To be fair, it has a pretty cool opening, with the probe discovering the words “God save the queen” on Mars. (Oooh, NASA. Joins the White House, Pentagon, Vatican and CERN among places we’ve randomly been this season. Bill really gets about doesn’t she?) The moment where the Doctor says “You don’t understand, he’s no threat” and the British soldier shoots at him and asks the ice warrior if he’s alright is cool, too.
But... the the theme of British imperialism and exploitation is ridiculously unexploited, something that’s visible in the failure to even acknowledge racism, in the 1880s. (The Berlin conference, which divided up Africa, is three years away: honestly, this is basically the high water mark for massive, massive racism.)

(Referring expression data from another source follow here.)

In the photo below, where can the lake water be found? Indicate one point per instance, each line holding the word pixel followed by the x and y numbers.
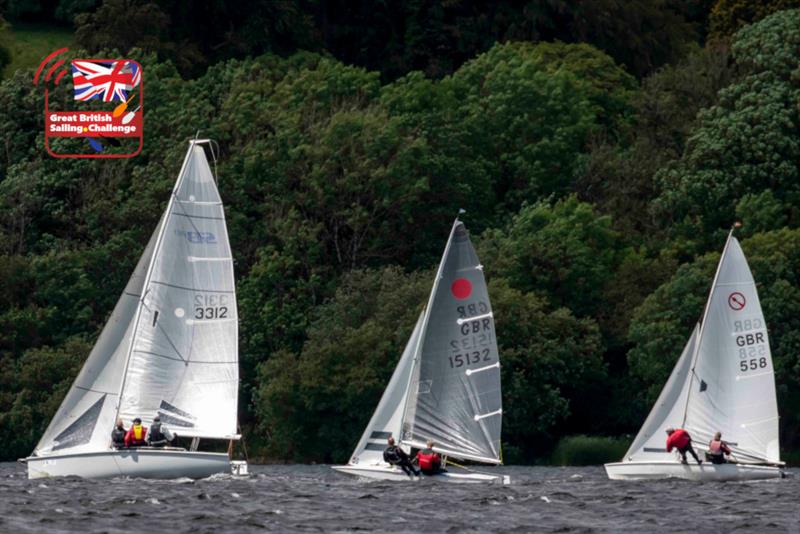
pixel 302 498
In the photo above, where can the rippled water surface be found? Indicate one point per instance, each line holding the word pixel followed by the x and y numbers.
pixel 314 498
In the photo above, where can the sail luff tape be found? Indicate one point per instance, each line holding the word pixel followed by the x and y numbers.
pixel 192 259
pixel 484 416
pixel 471 371
pixel 467 319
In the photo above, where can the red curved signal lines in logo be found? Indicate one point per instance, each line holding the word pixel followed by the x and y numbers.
pixel 45 61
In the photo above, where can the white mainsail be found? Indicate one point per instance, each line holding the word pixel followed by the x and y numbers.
pixel 387 419
pixel 724 380
pixel 183 359
pixel 667 411
pixel 454 393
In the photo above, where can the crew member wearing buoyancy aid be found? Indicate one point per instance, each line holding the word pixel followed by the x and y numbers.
pixel 394 455
pixel 717 449
pixel 681 440
pixel 118 435
pixel 430 462
pixel 157 435
pixel 136 434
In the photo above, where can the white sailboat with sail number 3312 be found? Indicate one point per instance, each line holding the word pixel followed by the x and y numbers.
pixel 446 386
pixel 169 348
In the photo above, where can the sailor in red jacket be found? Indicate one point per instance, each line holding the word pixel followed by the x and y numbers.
pixel 717 449
pixel 430 462
pixel 681 440
pixel 136 434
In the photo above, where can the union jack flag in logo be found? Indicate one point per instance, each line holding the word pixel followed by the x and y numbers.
pixel 105 80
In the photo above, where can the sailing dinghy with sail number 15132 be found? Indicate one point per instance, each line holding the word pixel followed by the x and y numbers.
pixel 446 386
pixel 723 382
pixel 170 348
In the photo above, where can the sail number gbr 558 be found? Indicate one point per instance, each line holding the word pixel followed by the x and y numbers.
pixel 475 327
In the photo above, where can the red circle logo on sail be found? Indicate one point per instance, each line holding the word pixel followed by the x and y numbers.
pixel 461 288
pixel 736 301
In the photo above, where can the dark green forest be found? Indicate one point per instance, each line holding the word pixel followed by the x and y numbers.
pixel 601 149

To be fair, the Doctor does say “The humans are the invaders”, and the soldiers talk about Mars being part of the empire – the writer acknowledges the problem, at least, but... it’s just a desktop theme. The script doesn’t interrogate it in any way. What’s more, the fact Friday turns out to be a villain after all makes sense within the Doctor Who story, but not as a plot twist in an anti-imperial story. But it’s okay, because he changes sides without explanation after a bit.

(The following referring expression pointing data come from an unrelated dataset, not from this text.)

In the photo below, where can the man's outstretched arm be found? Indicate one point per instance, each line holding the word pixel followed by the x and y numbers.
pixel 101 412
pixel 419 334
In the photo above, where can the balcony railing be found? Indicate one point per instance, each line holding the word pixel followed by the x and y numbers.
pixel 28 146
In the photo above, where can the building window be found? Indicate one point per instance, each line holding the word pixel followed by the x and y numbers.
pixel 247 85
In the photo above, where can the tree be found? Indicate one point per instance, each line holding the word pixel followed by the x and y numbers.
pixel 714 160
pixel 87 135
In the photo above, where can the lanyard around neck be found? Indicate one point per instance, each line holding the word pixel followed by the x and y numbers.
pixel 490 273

Aaaand then the Doctor wins because they’re helpfully under the north pole. Only then they go to the surface and there’s no ice? What?
I had thought the traitorous colonel wasn’t going anywhere but that actually provides a way out of the story, so that’s almost good.

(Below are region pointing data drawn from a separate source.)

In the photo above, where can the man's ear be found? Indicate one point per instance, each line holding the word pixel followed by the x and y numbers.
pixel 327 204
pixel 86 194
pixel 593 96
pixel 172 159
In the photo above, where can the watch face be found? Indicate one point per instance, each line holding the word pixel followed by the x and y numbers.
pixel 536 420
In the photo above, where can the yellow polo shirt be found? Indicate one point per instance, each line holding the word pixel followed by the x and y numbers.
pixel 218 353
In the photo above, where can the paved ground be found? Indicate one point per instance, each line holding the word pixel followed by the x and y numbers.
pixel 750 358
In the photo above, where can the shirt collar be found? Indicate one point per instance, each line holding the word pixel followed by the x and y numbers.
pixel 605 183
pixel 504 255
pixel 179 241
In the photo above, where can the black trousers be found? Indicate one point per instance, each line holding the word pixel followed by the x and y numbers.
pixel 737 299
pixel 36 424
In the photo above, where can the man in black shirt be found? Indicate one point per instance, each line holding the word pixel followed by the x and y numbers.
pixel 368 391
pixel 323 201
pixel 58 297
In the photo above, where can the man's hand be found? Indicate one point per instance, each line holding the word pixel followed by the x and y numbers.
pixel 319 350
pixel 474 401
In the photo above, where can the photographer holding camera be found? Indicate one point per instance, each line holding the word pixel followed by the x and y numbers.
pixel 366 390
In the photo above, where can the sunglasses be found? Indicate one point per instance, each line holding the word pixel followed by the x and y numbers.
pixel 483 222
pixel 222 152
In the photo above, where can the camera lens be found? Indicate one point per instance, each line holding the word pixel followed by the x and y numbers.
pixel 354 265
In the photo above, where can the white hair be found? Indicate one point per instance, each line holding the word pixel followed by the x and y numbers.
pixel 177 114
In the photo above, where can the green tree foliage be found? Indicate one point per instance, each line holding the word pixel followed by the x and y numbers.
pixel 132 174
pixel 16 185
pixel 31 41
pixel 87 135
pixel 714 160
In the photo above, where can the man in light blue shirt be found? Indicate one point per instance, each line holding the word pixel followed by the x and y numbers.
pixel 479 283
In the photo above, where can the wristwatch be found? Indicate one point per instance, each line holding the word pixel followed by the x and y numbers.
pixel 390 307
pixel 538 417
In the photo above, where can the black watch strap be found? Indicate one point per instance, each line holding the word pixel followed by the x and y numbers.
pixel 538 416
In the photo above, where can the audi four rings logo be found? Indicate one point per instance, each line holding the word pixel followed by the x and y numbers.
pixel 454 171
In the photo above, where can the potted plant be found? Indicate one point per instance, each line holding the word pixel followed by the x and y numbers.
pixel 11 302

It’s fine. it could be worse. But this is the writer’s 9th TV Doctor Who story. Why is he still no better than this?
Meanwhile in the B plot: the bit with Nardole going back to the TARDIS and it randomly taking him home seems, at first, like it’s just there to get him out of the story because he’s, narratively, a pain in the arse. This is funny as it’s clearly not that: it’s to further the Missy plot, too. By far the best bit of the episode is the fact that the cliffhanger is Missy asking if the Doctor’s alright and *actually caring about the answer*, and him looking utterly freaked out.
Other things:
This is the second story running with a minor character called Alan. Must be a first.
“He speaks the truth, majesty”, feels like Gatiss quoting but I can’t work out what. Might be Kamelion in Caves? Or might just be a generic Who thing. Oh look, it’s that bit from Tomb of the Cybermen with all the tombs.
There are some absolutely bloody terrible cockney accents and lingo at work here. Also Jackday furtively steals jewels from the tomb, while *singing*, as if there’s no contradiction there.
Vincey – who no one is racist against, in 1881, weirdly – talking about his Alice and that church they’re getting married in is such a cliche that frankly he deserves to die.
More of Bill being a scifi nerd, which is a character trait they gave her at the start of the season and then forgot all about. Here it seems to be her only characteristic, because it’s massively overused.
Some good bits: the portrait of Pauline Collins as Queen Victoria. The 70s/80s-style incidental music is pretty cool. The Alpha Centauri bit can f*ck off, but kudos for getting Ysanne Churchman back to do the voice, especially in her 80s.
Is the ice queen doing an impression of the Empress of the Racnoss deliberately?
LOL that this totally undermines Waters of Mars without anyone even noticing.
I think Churchman was in her 90s, even! 93?